NEXUS1492 is presenting a paper at the American Anthropological Association’s Annual Meeting (16-20 November 2016) in Minneapolis, USA this week. The paper on Caribbean Encounters, Material Engagements and the Making of Europe, is part of a session about Evidence and its Effects in the Archaeology of Colonialism.

Theme: "Evidence"

The session brings together scholars whose varied research on the archaeology of colonialism will converge on the theme of “evidence.” Participants will evaluate the evidence for past colonial interactions and address critical questions, like “what this evidence counts for” and “how evidence might be colonial”. Finally, the session will explore how novel configurations of evidence and isolated discoveries shape the discipline, direct the places where we conduct our research, and change the communities with which we engage.

In the talk on Caribbean Encounters, Material Engagements and the Making of Europe, Corinne Hofman (Leiden University) and Mark Hauser (Northwestern University) explore the role of early encounters in the Caribbean in creating European identities, by drawing insights from the eastern Caribbean. A full abstract of the paper can be found below

Abstract

The disciplinary practice of Caribbean archaeology has created a fractured landscape. There are in fact two Caribbean archaeologies: one focused on indigenous pasts examining indigenous settlements and households before and during the early years of European colonization; the other focused on concerns of capitalism, empire and the African diaspora devoting their attentions to plantation and commercial landscapes. An unintended implication of this practice is that colonial trade, politics, and migration are framed between ‘the west and the rest’. Here the west is Europe and its nations presented as stable categories.

While this is not unique to the Caribbean, the implications of this practice in the Caribbean has much broader impact.
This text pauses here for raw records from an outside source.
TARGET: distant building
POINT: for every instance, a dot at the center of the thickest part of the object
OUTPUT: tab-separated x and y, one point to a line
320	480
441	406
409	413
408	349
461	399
In this paper we show how early encounters in the Caribbean were equally important in creating European identities, among others, as stable categories that inform the unfolding of the region’s history. We draw insights from the Eastern Caribbean, a region continually occupied for 2 millennia. Trade goods recovered from excavated houses and surface survey show an integrated landscape. First the landscape is littered with discrete archaeological components dating to different phases of Caribbean history. Second, there is a general trend from a limited set of trade goods from a highly diverse set of origins to a relatively diverse set of goods coming from a limited number of sources. These observations highlight the peripheral flows and the circulation of goods and ideas they fostered.